Je vous propose ici trois livres sur la question :
- Fernandez, M. M. Jocelyne (1997). Parlons lapon : les Sames, langue et culture. Paris : L’Harmattan
- [en anglais] Lehtola, Veli-Pekka (2004). The Sámi people: traditions in transition. Fairbanks, Alaska: University of Alaska Press
- [en anglais] Hansen, Lars Ivar & Olsen, Bjørnar (2014). Hunters in transition: an outline of early Sámi history. Leiden: Brill
Quel avenir pour les relations entre la Suède et les Sámi ?
Malgré les récents progrès dans la reconnaissance des droits des Sámi, certaines problématiques autour de leur place dans la société suédoise demeurent. Ainsi, la protection des activités liées à l’élevage de rennes, l’éducation à la culture et à la langue Sámi, la rétrocession des restes humains conservés dans les collections nationales suédoises (dont certains ont fait l’objet d’expériences scientifiques controversées), de même que certains droits (droit territorial, droit à l’eau et aux ressources naturelles, droit à l’autodétermination) sont autant de points que le Parlement Sámi fait aujourd’hui valoir auprès du gouvernement.
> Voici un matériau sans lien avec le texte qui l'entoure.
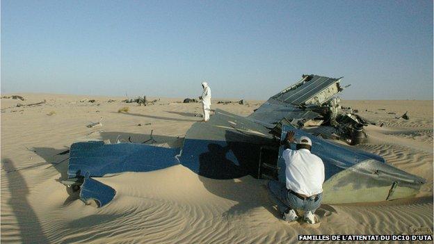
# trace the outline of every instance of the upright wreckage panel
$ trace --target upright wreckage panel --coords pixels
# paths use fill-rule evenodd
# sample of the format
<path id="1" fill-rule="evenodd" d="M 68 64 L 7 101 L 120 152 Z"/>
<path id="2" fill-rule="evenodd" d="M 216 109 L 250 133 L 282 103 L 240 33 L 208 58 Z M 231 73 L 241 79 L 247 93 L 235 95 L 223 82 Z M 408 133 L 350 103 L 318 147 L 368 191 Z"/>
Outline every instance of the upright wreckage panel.
<path id="1" fill-rule="evenodd" d="M 324 162 L 324 203 L 376 202 L 416 194 L 424 179 L 387 165 L 378 155 L 307 132 L 316 131 L 323 137 L 332 134 L 351 144 L 362 141 L 363 126 L 371 122 L 339 105 L 335 95 L 342 90 L 340 81 L 303 75 L 247 117 L 216 110 L 207 122 L 191 127 L 182 149 L 102 141 L 74 143 L 70 148 L 69 179 L 63 184 L 74 190 L 81 186 L 81 200 L 102 206 L 114 197 L 115 190 L 92 177 L 148 172 L 179 163 L 211 179 L 250 174 L 283 181 L 285 165 L 280 140 L 294 130 L 296 136 L 312 139 L 312 153 Z M 308 125 L 313 129 L 307 130 Z"/>

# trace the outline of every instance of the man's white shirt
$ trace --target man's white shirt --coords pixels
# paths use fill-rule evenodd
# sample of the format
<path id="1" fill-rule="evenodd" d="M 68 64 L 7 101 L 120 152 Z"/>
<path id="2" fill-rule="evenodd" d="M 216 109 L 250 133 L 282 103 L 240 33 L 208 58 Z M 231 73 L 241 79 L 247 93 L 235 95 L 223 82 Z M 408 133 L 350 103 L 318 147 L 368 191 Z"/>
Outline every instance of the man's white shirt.
<path id="1" fill-rule="evenodd" d="M 319 156 L 306 149 L 287 149 L 282 156 L 287 165 L 287 188 L 307 196 L 323 192 L 324 163 Z"/>

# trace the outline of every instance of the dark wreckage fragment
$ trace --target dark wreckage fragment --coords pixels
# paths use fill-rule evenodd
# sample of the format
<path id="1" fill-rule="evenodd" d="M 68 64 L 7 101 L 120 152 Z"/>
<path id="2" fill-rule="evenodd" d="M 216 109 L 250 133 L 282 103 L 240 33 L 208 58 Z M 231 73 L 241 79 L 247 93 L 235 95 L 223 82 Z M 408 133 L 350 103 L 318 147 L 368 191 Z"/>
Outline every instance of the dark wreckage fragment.
<path id="1" fill-rule="evenodd" d="M 149 172 L 182 164 L 198 174 L 216 179 L 250 175 L 284 181 L 280 140 L 289 130 L 307 136 L 312 153 L 324 162 L 324 203 L 390 200 L 415 195 L 425 180 L 388 165 L 380 156 L 325 138 L 360 143 L 363 127 L 373 122 L 342 108 L 335 96 L 341 78 L 303 75 L 270 97 L 247 117 L 216 110 L 208 122 L 193 124 L 181 148 L 143 143 L 71 145 L 68 179 L 63 183 L 80 191 L 86 204 L 103 206 L 115 190 L 93 179 L 122 172 Z"/>

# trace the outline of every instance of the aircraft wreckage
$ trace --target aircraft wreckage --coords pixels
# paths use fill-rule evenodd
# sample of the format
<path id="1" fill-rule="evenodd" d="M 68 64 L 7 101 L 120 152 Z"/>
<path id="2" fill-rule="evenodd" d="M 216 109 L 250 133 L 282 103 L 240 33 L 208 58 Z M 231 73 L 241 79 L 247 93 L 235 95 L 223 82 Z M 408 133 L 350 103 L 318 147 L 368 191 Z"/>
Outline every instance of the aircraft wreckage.
<path id="1" fill-rule="evenodd" d="M 70 190 L 79 190 L 85 203 L 102 206 L 114 197 L 115 190 L 93 177 L 178 164 L 211 179 L 250 174 L 284 182 L 280 143 L 293 130 L 297 137 L 309 136 L 312 153 L 324 162 L 323 203 L 377 202 L 415 195 L 425 183 L 423 178 L 387 164 L 378 155 L 326 140 L 357 144 L 367 137 L 364 126 L 373 123 L 351 108 L 339 105 L 336 95 L 344 89 L 341 81 L 303 75 L 247 117 L 216 110 L 208 122 L 193 124 L 182 147 L 103 141 L 74 143 L 68 179 L 63 183 Z"/>

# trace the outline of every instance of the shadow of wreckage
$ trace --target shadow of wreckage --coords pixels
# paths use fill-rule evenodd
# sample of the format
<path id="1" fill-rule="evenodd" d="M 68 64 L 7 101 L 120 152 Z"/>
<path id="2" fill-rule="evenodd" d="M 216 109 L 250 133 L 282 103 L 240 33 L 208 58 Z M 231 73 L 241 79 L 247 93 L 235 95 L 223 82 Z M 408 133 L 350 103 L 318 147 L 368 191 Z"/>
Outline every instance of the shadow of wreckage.
<path id="1" fill-rule="evenodd" d="M 178 164 L 210 179 L 250 174 L 284 182 L 280 143 L 293 130 L 297 137 L 312 138 L 312 153 L 324 162 L 323 203 L 378 202 L 417 194 L 425 183 L 423 178 L 387 165 L 378 155 L 312 136 L 303 128 L 296 127 L 303 127 L 310 120 L 317 120 L 319 124 L 325 121 L 326 127 L 319 128 L 328 128 L 344 139 L 346 136 L 353 140 L 355 134 L 360 140 L 360 128 L 367 120 L 340 110 L 335 96 L 343 90 L 341 79 L 303 75 L 247 117 L 216 110 L 208 122 L 193 124 L 181 147 L 102 141 L 74 143 L 70 148 L 68 179 L 63 183 L 80 190 L 80 199 L 85 203 L 102 206 L 114 197 L 115 191 L 92 177 L 148 172 Z M 324 131 L 321 137 L 327 137 Z"/>

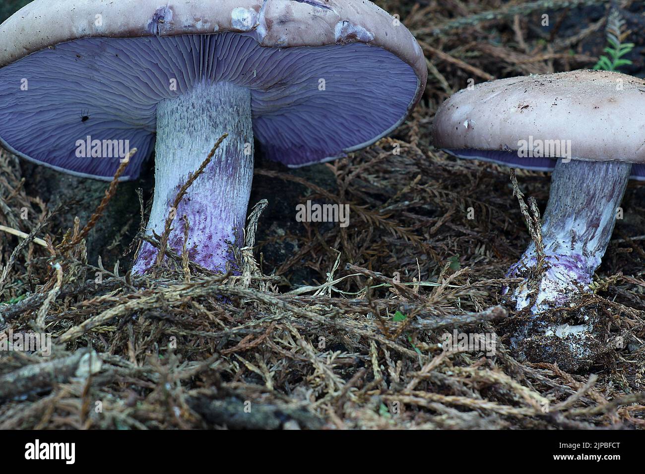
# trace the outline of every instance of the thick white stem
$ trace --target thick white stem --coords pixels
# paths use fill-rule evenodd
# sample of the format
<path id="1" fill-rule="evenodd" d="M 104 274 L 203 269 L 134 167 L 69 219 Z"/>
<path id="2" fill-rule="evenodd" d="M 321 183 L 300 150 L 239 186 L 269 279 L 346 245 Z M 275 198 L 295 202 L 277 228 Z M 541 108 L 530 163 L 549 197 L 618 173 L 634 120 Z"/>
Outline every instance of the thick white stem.
<path id="1" fill-rule="evenodd" d="M 217 139 L 228 133 L 204 173 L 176 210 L 175 197 L 189 174 L 202 164 Z M 181 253 L 185 215 L 190 259 L 210 270 L 235 269 L 233 249 L 242 243 L 253 179 L 253 124 L 248 89 L 228 83 L 202 83 L 157 108 L 155 193 L 146 231 L 163 233 L 175 215 L 168 244 Z M 144 243 L 134 271 L 154 264 L 156 250 Z"/>

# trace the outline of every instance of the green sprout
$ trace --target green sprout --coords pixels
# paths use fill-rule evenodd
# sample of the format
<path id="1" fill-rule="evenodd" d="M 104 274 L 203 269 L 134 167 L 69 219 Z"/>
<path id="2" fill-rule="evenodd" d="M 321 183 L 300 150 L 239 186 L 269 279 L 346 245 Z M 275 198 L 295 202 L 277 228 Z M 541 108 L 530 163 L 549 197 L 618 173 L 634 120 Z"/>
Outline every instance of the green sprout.
<path id="1" fill-rule="evenodd" d="M 595 70 L 603 71 L 616 71 L 621 66 L 631 64 L 629 59 L 622 59 L 634 48 L 633 43 L 621 43 L 620 37 L 625 25 L 625 21 L 620 18 L 617 10 L 613 10 L 607 19 L 607 43 L 609 46 L 604 48 L 608 55 L 602 55 L 598 59 Z"/>
<path id="2" fill-rule="evenodd" d="M 400 311 L 397 311 L 392 317 L 392 321 L 394 322 L 401 322 L 401 321 L 404 321 L 408 317 L 406 315 L 403 314 Z M 412 346 L 417 354 L 421 355 L 423 355 L 421 351 L 419 350 L 419 348 L 414 345 L 414 343 L 412 342 L 412 338 L 410 335 L 408 336 L 408 342 L 410 342 L 410 345 Z"/>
La question des peuples autochtones dans nos sociétés modernes est complexe, car elle comprend des problématiques sociales, économiques, politiques et culturelles. La relation passée et présente de la Suède avec les peuples Sámi en est l’exemple ; elle met en lumière les défis que pose la reconnaissance des droits des populations autochtones dans un monde globalisé, où l’équilibre entre monde moderne et modes de vie traditionnels reste à trouver.